İkincisi: Cemaat finans kapital alanında küresel bir güç haline gelmişti. AKP’nin kendi gücünü yaratması gerekiyordu. Bu nedenle inşaat ve müteahhitlik alanlarında çalışmalara ayrıcalık tanıdılar. Hedef TÜSİAD’ın geleneksel ve TUSKON’un küresel sermayesi dışında bir birikim yaratmaktı. Salma salacakları bir sermayenin oluşması gerekiyordu. Bu sermaye biriktikten sonra kendi paylarını alacaklardı. Bir iktidar düşünün ki (yapılan yayınlara ve eleştirilere göre) önce iş yapacağı işadamını yaratıyor, sonra bunlara ihale vererek sistematik yolsuzluk yapıyor. AKP’nin en önemli kurucularından Abdüllatif Şener’in sık sık “Alacakları avanta olmasa bunlar bir metre duble yok yapmazlar” dediğini anımsayalım.
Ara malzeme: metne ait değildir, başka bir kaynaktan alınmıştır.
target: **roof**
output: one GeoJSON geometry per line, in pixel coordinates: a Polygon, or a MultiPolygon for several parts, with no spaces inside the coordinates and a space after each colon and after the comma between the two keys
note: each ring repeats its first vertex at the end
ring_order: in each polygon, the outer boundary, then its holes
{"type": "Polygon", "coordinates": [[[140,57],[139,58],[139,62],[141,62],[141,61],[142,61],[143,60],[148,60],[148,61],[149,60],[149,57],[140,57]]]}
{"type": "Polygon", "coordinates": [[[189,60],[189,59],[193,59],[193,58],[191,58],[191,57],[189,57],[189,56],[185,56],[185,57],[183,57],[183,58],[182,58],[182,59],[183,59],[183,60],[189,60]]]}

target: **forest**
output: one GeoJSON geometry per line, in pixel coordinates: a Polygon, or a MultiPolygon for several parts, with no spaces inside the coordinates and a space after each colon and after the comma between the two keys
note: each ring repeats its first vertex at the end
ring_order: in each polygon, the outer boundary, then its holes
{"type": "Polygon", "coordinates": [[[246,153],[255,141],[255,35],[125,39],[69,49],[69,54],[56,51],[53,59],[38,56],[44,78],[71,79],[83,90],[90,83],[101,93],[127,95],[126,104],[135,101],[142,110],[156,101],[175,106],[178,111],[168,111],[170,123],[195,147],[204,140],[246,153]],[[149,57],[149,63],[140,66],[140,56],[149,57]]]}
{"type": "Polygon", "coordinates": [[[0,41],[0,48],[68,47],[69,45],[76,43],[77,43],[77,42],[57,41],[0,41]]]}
Üçüncüsü: AKP tarikatından daha deneyimli ve donanımlı olan Cemaat, tam anlamıyla gizli örgüt mantığıyla, ilerde kullanılmak üzere, şantaj malzemesi hazırlıyordu. Zaten TSK’ya karşı kurulan kumpasta gereken deneyimi kazanmıştı.
***
TSK’nın nakavt edilmesinden sonra iki taraf da karşı taraftan kuşkulanmaya başladı. Cemaat, “Nikâhı senin omzuna, bacakları benim omzuma” ilişkisinin böyle sürüp gitmesini isterdi. İsterdi ama R.T. Erdoğan, Cemaat’in mülkiye, adliye ve zabtiyeden sonra AKP örgütünü ve TBMM’deki milletvekili çoğunluğunu ele geçirmesinden korkmaya başladı. Ne zaman korkmaya başladı, bunu ben bilemem.
Ancak tahmin ettiğim şu: R.T. Erdoğan’ın genel olarak bütün dış politikası, özel olarak Arap dünyası politikası ve daha özel olarak Suriye politikası iflas etmişti. Geleneksel siyasetten uzaklaşarak her şeyi yüzlerine gözlerine bulaştırmışlardı.
Öte yandan, hiçbir şey üretmeyen, sıcak paraya ve borca dayalı ekonomi de çıkmaza girmişti. Kurtuluş yoktu. Ellerinde tek bir şans vardı, öküzü öldürüp ortaklığa son vermek, hukuki skandalların, ekonomik açmazların, siyasal bozgunların faturasını Fethullah Cemaati’ne ödetmek. Bu nedenle “Ya bismillah!” deyip dershaneler bohçasını açtılar.